Uma história da violência

A guerra na antiga Jugoslávia já foi há tempo suficiente para que os seus "filhos" e "filhas", aqueles que nasceram durante o conflito, comecem a estar na idade de fazer perguntas. Que tempo foi aquele, em que circunstâncias vieram ao mundo, qual é (qual foi) a história dos pais. Não é outro o tema de "A Filha da Guerra", aliás concisamente explicitado pelo título encontrado pelo distribuidor português - em substituição do original "Grbavica", palavra dificilmente pronunciável em bocas lusas, que dá nome à zona de Sarajevo onde habitam as protagonistas do filme de Jasmila Zbanic, uma mãe e a sua filha adolescente.

"A Filha da Guerra" vem recomendada pelo Festival de Berlim, que lhe concedeu o Urso de Ouro na última edição. Um manifesto exagero, mas enfim, sobre a tendência dos grandes festivais europeus (vide a Palma atribuída a Ken Loach em Cannes) para premiarem filmes a fazer fronteira com o anódino, provavelmente por razões de "tema" ou, como se dizia antes, de "fundo", não cabe aqui elaborar. O filme de Zbanic é correcto, bem comportado, espécie de "argumento filmado" sem rasgos e inteiramente subjugado à sua ideia temática. É curto (cerca de noventa minutos) mas mesmo assim parece que se vai esticando apenas até ter o tempo necessário para que a sua revelação final (a verdade sobre o pai da rapariga) não apareça cedo demais. É o momento dramaticamente mais forte do filme, e num certo sentido toda a razão da sua existência - dizer que a guerra na Bósnia foi suja, que aconteceram coisas feias, e que chega um momento em que é preciso enfrentar isso para seguir em frente. A justeza da mensagem, assim como a sua pertinência, são inquestionáveis, para mais se devolvermos o filme ao seu contexto geográfico específico.

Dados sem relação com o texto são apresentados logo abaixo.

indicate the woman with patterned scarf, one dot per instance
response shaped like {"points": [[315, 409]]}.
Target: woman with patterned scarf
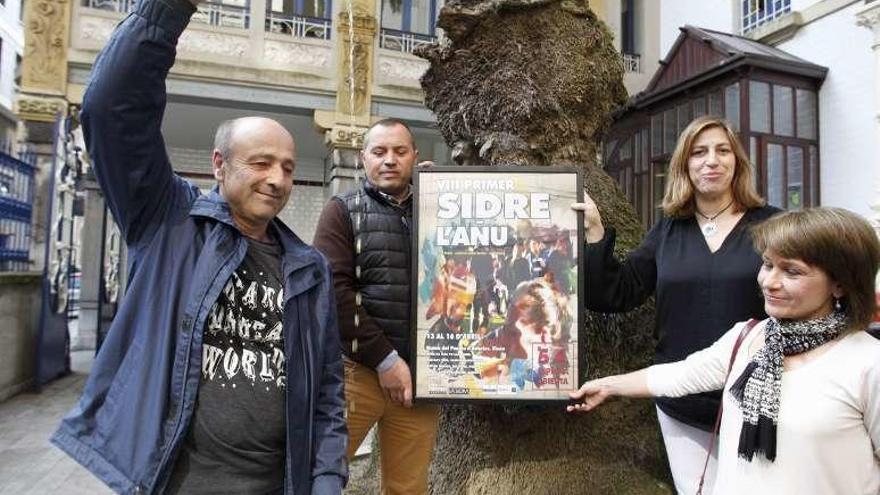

É essa justeza, que se transmite ao tom do filme, discreto e uniforme, que o aguenta. Um roteiro, um pouco triste, um pouco esquemático, pela Sarajevo contemporânea - e, sem surpresa, os momentos em que o filme mais arrebita (ou que o interesse do espectador mais se espicaça) são aqueles, poucos, em que Zbanic deixa ver alguma coisa da cidade, seja das ruas vivas seja das zonas mortas e arruinadas pela guerra. A "paisagem humana" surge através dos ambientes em que evolui a personagem da mãe (Mirjana Karanovic, que conhecemos de alguns filmes de Kusturica) e das figuras secundárias que encontra - "nightclubs" manhosos com empregadas ucranianas, homens de negócios duvidosos, "gangsters" que enriqueceram oportunisticamente durante a guerra, ex-combatentes semi (ou totalmente) traumatizados, viúvas de guerra. Por seu lado, a filha tem uma espécie de namorado que anda de pistola - sendo também ele um "filho da guerra", é uma provável sugestão da transmissão dos genes de uma "cultura de violência".

"A Filha da Guerra", muito brando, muito maleável, raramente entusiasma, e a própria revelação final se torna bastante previsível a partir de certa altura. Nunca bate o pé a essa modorra mas, dentro do seu esquematismo, nunca se trai, mantendo-se na nota certa. E por um esquematismo inteligente (como é o seu) ser sempre melhor do que um esquematismo acéfalo deixamo-lo no limiar do "filme a ver".